The president of Faces of Love, as well as of Kinotavr, is Russia's famous actor and producer Mark Rudinstein. Legendary French actress Catherine Deneuve is an honorary president of the festival.

The first Faces of Love festival was held in Moscow in 1995. It was an annual film festival welcoming filmmakers from all over the world.
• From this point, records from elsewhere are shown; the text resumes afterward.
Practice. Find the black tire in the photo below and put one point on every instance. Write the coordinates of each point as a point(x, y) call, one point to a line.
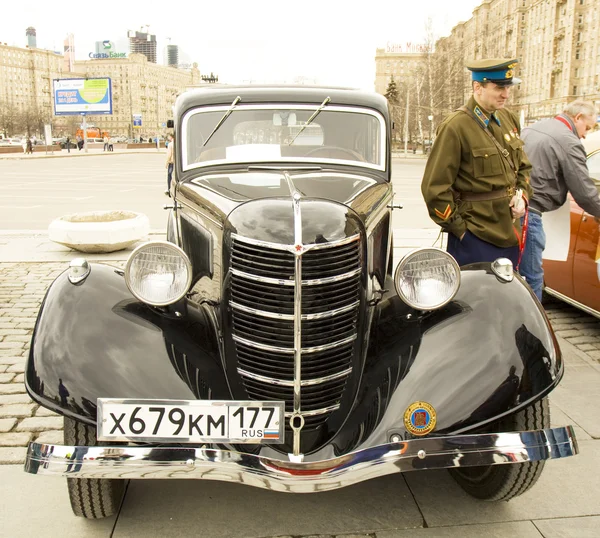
point(506, 481)
point(92, 498)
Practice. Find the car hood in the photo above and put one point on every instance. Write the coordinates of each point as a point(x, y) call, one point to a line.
point(221, 193)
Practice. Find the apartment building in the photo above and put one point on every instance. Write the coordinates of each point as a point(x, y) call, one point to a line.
point(26, 76)
point(139, 87)
point(400, 60)
point(557, 43)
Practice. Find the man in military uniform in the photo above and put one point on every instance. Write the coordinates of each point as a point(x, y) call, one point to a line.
point(476, 182)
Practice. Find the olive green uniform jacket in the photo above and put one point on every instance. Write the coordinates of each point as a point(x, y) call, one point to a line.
point(464, 159)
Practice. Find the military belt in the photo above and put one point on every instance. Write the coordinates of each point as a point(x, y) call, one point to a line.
point(496, 194)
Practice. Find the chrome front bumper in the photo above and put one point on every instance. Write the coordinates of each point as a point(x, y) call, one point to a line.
point(133, 462)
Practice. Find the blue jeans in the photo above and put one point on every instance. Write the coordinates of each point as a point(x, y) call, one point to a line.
point(531, 263)
point(473, 250)
point(169, 175)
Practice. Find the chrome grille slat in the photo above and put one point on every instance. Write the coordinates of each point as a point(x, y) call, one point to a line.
point(263, 279)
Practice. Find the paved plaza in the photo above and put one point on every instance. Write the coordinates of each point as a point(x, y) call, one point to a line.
point(564, 503)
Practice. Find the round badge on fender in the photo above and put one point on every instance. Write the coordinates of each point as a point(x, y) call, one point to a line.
point(419, 418)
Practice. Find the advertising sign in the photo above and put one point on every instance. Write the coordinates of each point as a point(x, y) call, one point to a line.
point(82, 96)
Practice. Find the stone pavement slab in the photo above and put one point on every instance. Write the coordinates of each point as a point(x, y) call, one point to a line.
point(574, 527)
point(220, 510)
point(39, 506)
point(568, 487)
point(521, 529)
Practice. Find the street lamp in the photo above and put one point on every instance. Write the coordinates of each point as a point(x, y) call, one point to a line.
point(430, 118)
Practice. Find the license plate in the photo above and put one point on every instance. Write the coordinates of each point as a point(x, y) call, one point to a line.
point(190, 421)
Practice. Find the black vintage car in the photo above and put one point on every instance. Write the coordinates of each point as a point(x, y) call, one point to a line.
point(272, 340)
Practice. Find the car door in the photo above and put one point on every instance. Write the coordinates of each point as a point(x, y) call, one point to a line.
point(586, 274)
point(558, 275)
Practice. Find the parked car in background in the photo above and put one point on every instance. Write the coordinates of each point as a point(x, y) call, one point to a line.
point(577, 279)
point(10, 142)
point(272, 341)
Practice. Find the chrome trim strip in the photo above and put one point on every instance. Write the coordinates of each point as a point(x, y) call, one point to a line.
point(572, 302)
point(297, 421)
point(315, 412)
point(339, 343)
point(264, 347)
point(282, 282)
point(290, 248)
point(304, 383)
point(290, 350)
point(265, 279)
point(451, 451)
point(289, 317)
point(337, 243)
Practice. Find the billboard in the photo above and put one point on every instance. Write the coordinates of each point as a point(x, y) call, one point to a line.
point(82, 96)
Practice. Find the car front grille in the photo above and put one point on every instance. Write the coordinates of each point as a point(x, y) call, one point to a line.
point(262, 305)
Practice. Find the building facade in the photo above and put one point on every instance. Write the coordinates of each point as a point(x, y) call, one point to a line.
point(557, 43)
point(142, 43)
point(138, 86)
point(26, 76)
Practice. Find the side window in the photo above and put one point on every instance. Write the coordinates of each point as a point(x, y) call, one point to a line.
point(593, 163)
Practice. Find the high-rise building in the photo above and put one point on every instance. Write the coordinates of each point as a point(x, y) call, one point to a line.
point(105, 46)
point(31, 37)
point(69, 53)
point(142, 43)
point(172, 55)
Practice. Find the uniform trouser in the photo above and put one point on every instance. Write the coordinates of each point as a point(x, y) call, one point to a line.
point(473, 250)
point(531, 263)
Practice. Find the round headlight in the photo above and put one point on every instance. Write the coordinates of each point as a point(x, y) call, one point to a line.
point(427, 278)
point(158, 273)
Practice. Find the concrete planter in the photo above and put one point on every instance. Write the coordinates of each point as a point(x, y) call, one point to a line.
point(99, 231)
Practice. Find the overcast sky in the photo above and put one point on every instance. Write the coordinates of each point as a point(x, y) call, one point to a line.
point(323, 41)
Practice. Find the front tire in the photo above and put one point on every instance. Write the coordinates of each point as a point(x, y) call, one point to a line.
point(92, 498)
point(506, 481)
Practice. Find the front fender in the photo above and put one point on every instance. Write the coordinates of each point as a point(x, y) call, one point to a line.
point(488, 353)
point(94, 339)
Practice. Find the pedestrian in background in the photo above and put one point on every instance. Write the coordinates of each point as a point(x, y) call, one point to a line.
point(476, 181)
point(170, 161)
point(554, 148)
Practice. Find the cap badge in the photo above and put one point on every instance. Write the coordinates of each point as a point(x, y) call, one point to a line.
point(420, 418)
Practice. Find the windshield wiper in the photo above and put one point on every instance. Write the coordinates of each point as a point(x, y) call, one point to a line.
point(316, 112)
point(225, 116)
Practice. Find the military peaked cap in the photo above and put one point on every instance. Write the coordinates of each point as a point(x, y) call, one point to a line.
point(496, 70)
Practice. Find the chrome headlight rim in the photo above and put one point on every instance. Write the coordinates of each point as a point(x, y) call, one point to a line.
point(404, 261)
point(166, 244)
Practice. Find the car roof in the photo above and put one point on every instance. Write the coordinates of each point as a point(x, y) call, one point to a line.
point(225, 94)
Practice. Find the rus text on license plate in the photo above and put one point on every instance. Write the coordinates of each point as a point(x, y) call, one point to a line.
point(190, 421)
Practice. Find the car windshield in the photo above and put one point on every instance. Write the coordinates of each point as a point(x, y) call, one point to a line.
point(267, 134)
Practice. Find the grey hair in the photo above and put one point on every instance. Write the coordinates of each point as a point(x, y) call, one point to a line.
point(586, 108)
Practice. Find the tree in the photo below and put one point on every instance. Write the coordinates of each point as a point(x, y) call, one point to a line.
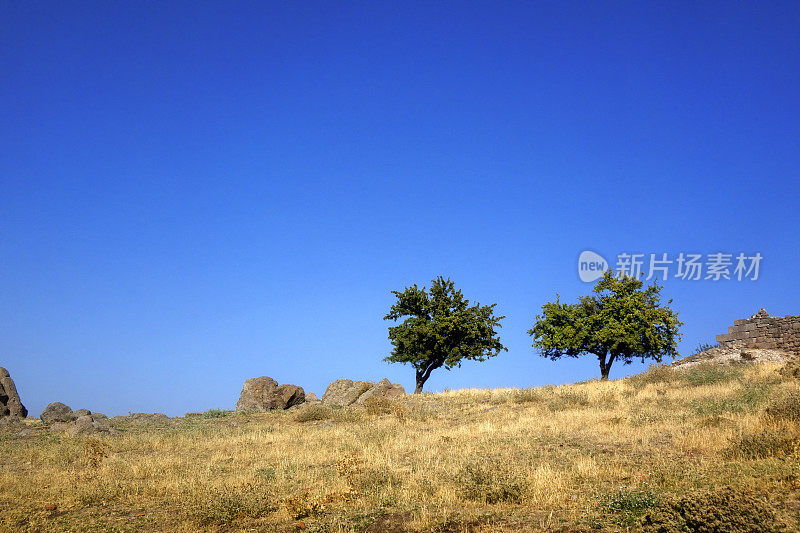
point(620, 321)
point(440, 329)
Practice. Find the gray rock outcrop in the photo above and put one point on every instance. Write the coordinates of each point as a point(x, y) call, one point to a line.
point(10, 404)
point(382, 389)
point(91, 424)
point(57, 412)
point(264, 394)
point(344, 392)
point(75, 423)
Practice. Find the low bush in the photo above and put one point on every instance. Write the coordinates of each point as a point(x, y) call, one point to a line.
point(768, 442)
point(627, 505)
point(786, 408)
point(490, 483)
point(723, 511)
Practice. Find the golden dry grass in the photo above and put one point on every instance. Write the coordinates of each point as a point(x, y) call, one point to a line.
point(550, 458)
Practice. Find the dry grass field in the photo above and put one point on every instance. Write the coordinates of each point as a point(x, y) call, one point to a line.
point(662, 450)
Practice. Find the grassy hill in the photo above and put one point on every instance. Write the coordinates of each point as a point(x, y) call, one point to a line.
point(665, 449)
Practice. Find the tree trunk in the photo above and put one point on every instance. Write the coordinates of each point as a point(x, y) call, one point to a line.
point(421, 377)
point(605, 365)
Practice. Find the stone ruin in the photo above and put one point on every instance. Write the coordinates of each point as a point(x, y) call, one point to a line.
point(10, 404)
point(762, 331)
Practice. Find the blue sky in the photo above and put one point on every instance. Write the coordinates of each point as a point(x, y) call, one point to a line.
point(195, 193)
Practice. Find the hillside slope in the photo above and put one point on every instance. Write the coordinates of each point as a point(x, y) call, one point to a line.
point(650, 451)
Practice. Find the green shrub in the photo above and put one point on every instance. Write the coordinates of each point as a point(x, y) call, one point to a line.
point(723, 511)
point(627, 505)
point(786, 408)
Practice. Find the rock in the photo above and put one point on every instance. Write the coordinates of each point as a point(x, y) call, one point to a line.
point(344, 392)
point(383, 389)
point(91, 424)
point(10, 404)
point(57, 412)
point(264, 393)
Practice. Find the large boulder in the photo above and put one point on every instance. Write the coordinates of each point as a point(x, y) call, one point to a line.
point(382, 389)
point(10, 404)
point(85, 424)
point(264, 393)
point(58, 412)
point(344, 392)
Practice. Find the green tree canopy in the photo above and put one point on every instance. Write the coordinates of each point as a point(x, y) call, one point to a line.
point(440, 329)
point(620, 321)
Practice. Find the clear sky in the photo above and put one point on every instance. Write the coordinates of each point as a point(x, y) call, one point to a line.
point(195, 193)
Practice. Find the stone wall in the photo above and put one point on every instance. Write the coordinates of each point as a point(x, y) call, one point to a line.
point(764, 331)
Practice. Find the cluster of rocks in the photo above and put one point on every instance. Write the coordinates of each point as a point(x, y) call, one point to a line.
point(74, 423)
point(732, 355)
point(10, 404)
point(264, 394)
point(344, 392)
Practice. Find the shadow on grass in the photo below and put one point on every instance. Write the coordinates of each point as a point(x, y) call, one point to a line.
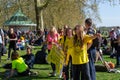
point(30, 78)
point(41, 68)
point(35, 77)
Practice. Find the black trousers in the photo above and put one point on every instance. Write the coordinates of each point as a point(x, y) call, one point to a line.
point(11, 46)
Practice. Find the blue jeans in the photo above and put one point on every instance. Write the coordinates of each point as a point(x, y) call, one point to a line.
point(92, 56)
point(82, 69)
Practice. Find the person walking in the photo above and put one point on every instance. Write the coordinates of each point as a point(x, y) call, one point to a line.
point(92, 47)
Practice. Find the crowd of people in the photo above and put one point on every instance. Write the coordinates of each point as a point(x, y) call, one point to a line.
point(80, 46)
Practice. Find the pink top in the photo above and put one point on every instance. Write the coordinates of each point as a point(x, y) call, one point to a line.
point(51, 39)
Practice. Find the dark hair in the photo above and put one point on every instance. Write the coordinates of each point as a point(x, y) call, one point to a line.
point(28, 47)
point(88, 21)
point(80, 41)
point(14, 55)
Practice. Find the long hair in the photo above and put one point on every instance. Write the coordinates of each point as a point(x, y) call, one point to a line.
point(14, 55)
point(78, 38)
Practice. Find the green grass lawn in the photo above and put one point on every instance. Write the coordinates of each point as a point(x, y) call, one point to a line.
point(44, 69)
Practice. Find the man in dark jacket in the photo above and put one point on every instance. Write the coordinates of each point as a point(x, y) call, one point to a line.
point(29, 57)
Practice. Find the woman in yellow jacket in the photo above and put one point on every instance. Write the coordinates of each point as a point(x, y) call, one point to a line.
point(79, 55)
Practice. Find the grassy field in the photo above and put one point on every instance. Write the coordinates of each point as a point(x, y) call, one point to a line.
point(44, 69)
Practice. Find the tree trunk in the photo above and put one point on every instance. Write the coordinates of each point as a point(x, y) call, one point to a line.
point(37, 15)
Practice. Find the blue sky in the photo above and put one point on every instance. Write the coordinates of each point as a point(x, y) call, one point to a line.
point(110, 15)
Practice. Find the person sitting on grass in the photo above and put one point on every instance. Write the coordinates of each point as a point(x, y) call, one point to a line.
point(18, 66)
point(29, 57)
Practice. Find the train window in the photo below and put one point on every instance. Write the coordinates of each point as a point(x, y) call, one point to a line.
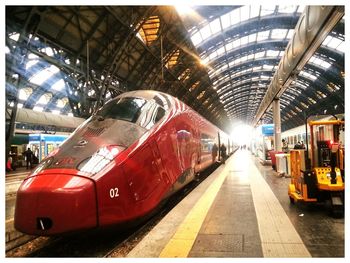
point(127, 109)
point(159, 115)
point(151, 114)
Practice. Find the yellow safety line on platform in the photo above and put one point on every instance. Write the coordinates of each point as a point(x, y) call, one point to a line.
point(181, 243)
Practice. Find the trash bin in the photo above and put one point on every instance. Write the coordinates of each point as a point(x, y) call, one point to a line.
point(273, 158)
point(282, 166)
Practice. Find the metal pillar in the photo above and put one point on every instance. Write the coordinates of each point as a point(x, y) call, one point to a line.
point(277, 124)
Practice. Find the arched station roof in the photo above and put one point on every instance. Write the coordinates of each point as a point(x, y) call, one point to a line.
point(217, 59)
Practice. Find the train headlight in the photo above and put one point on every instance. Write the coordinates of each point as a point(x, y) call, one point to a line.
point(100, 159)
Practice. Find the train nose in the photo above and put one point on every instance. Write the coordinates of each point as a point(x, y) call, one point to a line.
point(49, 204)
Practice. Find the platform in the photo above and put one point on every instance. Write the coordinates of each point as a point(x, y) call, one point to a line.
point(243, 210)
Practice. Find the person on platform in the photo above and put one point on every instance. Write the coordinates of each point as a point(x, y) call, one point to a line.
point(9, 165)
point(284, 145)
point(29, 158)
point(223, 153)
point(214, 152)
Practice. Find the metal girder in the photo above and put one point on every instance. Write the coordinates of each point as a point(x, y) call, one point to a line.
point(283, 21)
point(312, 28)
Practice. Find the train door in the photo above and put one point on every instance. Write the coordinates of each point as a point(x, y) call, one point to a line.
point(185, 142)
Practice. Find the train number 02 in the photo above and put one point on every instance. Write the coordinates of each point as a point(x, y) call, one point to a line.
point(114, 192)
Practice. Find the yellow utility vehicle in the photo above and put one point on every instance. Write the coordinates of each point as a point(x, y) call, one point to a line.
point(317, 173)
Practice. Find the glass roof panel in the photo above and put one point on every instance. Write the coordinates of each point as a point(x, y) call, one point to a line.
point(307, 75)
point(272, 53)
point(44, 75)
point(244, 10)
point(59, 85)
point(205, 32)
point(254, 11)
point(315, 60)
point(267, 10)
point(252, 38)
point(196, 38)
point(225, 21)
point(262, 35)
point(278, 33)
point(235, 16)
point(215, 26)
point(45, 98)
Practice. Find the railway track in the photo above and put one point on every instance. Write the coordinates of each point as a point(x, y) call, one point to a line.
point(101, 242)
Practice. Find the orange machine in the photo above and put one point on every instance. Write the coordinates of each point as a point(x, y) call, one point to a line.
point(318, 174)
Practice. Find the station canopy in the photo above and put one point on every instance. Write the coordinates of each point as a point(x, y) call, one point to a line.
point(217, 59)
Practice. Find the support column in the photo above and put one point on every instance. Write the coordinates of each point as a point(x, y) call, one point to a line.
point(277, 124)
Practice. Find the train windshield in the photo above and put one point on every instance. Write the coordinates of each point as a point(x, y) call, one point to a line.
point(127, 109)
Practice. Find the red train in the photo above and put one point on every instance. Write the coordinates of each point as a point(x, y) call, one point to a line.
point(118, 166)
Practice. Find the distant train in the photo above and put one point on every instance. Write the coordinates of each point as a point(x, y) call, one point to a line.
point(298, 134)
point(118, 166)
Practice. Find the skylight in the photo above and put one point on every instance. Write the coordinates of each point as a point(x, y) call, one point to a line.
point(44, 75)
point(324, 64)
point(307, 75)
point(334, 43)
point(58, 85)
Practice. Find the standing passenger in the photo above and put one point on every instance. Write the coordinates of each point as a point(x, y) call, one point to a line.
point(223, 153)
point(214, 152)
point(29, 158)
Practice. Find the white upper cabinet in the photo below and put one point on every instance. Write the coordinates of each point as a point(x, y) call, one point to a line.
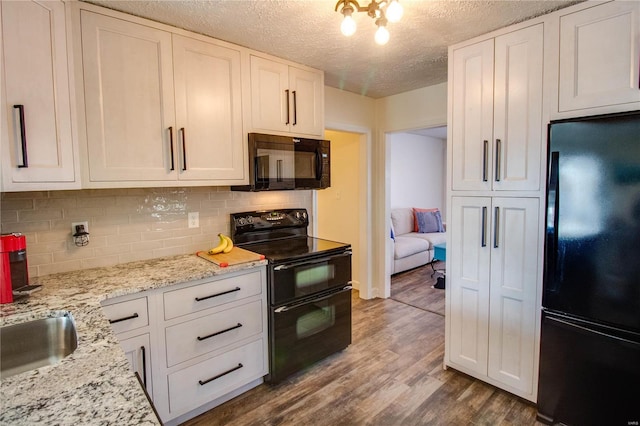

The festival is in hiatus at the moment due to financial difficulties.

Every year, around 50 films from all over the world are being shown at the festival both in competition, screening and retrospective programs.

Festival is recognized by FIAPF.

==Jury==
The jury of the main competition consists of no fewer than 7 people.
The jury of the short film competition consists of no fewer than 4 people.

Faye Dunaway, Kate Winslet, Goldie Hawn, Kurt Russell, Alain Delon, Udo Kier, Brenda Blethyn, Chiara Mastroianni, Christopher Lambert among many others were jurors and guests of the festival over the history.

==Awards==
The main award of the festival is Grand Prix for the best film .

The following categories are awarded at the festival:
- Best film
- Best romantic duet
- Best actress
- Best actor
- Best short film
- Audience award

Throughout the history of the festival, following films, actors and directors were awarded:
Amores Perros directed by Alejandro Gonzales Inarritu, Julianne Moore and Dennis Haysbert for the best romantic duet in Far from Heaven, Maggie Gyllenhaal for the best actress in Secretary, The Isle directed by Ki-duk Kim, Michael Haneke for La Pianiste, Toni Collette and Gotaro Tsunashima for the best romantic duet in Japanese story, Asghar Farhadi for Beautiful City, Aleksandr Sokurov for Taurus.